Friday, 26 de April de 2024 ISSN 1519-7670 - Ano 24 - nº 1285

>>Jornalismo bandido
>>Jornalismo de férias

Jornalismo bandido

A Folha de S.Paulo noticia nesta segunda-feira, mas o Jornal do Brasil (online), alguns portais de informação e emissoras de TV já haviam relatado o caso da jornalista presa por ligações com criminosos no Paraná.

Segundo o noticiário, a repórter Maritânia Forlin, que trabalha para uma afiliada da Rede Record em Campo Mourão, transmitia avisos sobre operações policiais para um traficante em troca de informações privilegiadas sobre crimes.
 
Não é o primeiro nem será o último caso, e o mais bizarro de todos certamente é aquele que envolveu um apresentador de televisão de Manaus e um grupo de extermínio da Polícia Militar do Amazonas.

Mas o episódio pode servir como ponto de partida para uma conversa sobre limites do jornalismo.

Até que ponto deve ir um repórter na busca da informação?

Que critérios um editor deve estabelecer para aceitar como fontes personagens envolvidos em crimes?

E o que dizer dos inquéritos policiais montados em ambientes suspeitos de corrupção?
 
A polícia do Paraná exibe gravações de conversas que teriam sido mantidas por Maritânia Forlin com um traficante, e numa delas a jornalista é avisada de que vai haver um homicídio.

Segundo o noticiário, esse criminoso, com quem ela teria um relacionamento amoroso, funcionaria como um produtor ou pauteiro de suas reportagens.

Não se sabe ainda quanto do material publicado sobre essa história é confiável, uma vez que todos os envolvidos, inclusive os jornalistas que noticiam o caso, têm como fonte primária vazamentos de informação e não a reportagem investigativa.
 
Para além dos mais básicos princípios do exercício profissional, que a repórter teria desrespeitado, fica no ar a sensação de que alguma coisa vai mal por aí.

Num cenário de alta competição, o trabalho jornalístico há muito tempo se transformou num vale-tudo.

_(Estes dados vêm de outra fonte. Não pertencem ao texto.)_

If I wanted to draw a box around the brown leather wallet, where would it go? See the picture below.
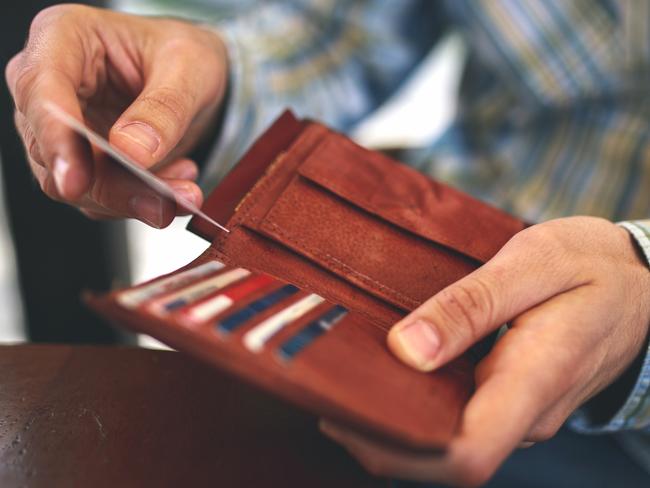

Picuinhas na política, adivinhações na economia e press-releases no jornalismo de negócio competem com o voyerismo da vida privada de celebridades de todos os tipos.

Há quem diga que o capital do jornalista é a informação. Está errado. É a ética.

Jornalismo de férias

Alberto Dines:

– Um indício de que o presidente Barack Obama deixou de ser o queridinho da nossa mídia pode ser encontrado no pífio noticiário dos jornalões de ontem sobre o atentado terrorista no Arizona contra a deputada democrata Gabrielle Giffords. O fato aconteceu em Tucson às 10 da manhã de sábado, 15 horas em Brasília. Havia tempo de sobra para avaliar aquele monte de informações que a mídia americana disponibiliza em minutos. Os exemplares distribuídos pela Folha e Estadão aos seus assinantes em S. Paulo – aqueles que supostamente devem ser agraciados com um produto mais qualificado – continham uma precária cobertura.

A Folha ainda conseguiu enfiar uma chamadinha na parte inferior da capa, o Estadão nem isso.  Aos assinantes paulistanos O Globo nada ofereceu e aos cariocas – sua praia – um modesto destaque abaixo da dobra. Se fosse um atentado contra algum líder direitista do Tea Party a cobertura teria sido histérica.

A deputada Gabrielle Giffords sobreviveu à bala que atravessou o seu crânio, defende o revolucionário programa de saúde de Obama, é a favor do aborto e contra os super-poderes que o Arizona quer dar aos seus policiais. Por isto estava na lista negra do grupo ultraconservador liderado por Sarah Palin. O jovem que planejou e executou o atentado matou seis pessoas, três delas ligadas à parlamentar. Era leitor do Mein Kampf de Adolf Hitler, a deputada é judia, o assassino a conhecia muito bem.

O Arizona adotou há pouco uma draconiana legislação de cunho racista para punir os imigrantes ilegais vindos do México e o clima político no estado radicalizou-se. O atentado terá profundas implicações na vida política americana já que hoje começaria a ofensiva dos republicanos para derrotar Obama no Congresso. A mídia brasileira esqueceu o seu fascínio inicial por Obama e passou a ecoar as críticas contra o “socialismo” do primeiro negro a ocupar a Casa Branca.

Ideologias à parte, a verdade é que mais uma vez se comprova que os nossos diários saem setes vezes por semana, mas só podem ser considerados informativos de terça a sábado. Convém lembrar que a edição latino-americana do espanhol El País impressa em S. Paulo destacou o atentado em manchete de primeira página e lhe dedicou duas páginas inteiras. O jornal é feito em Madri cujo fuso horário, ao contrário do brasileiro, rouba-lhe três horas.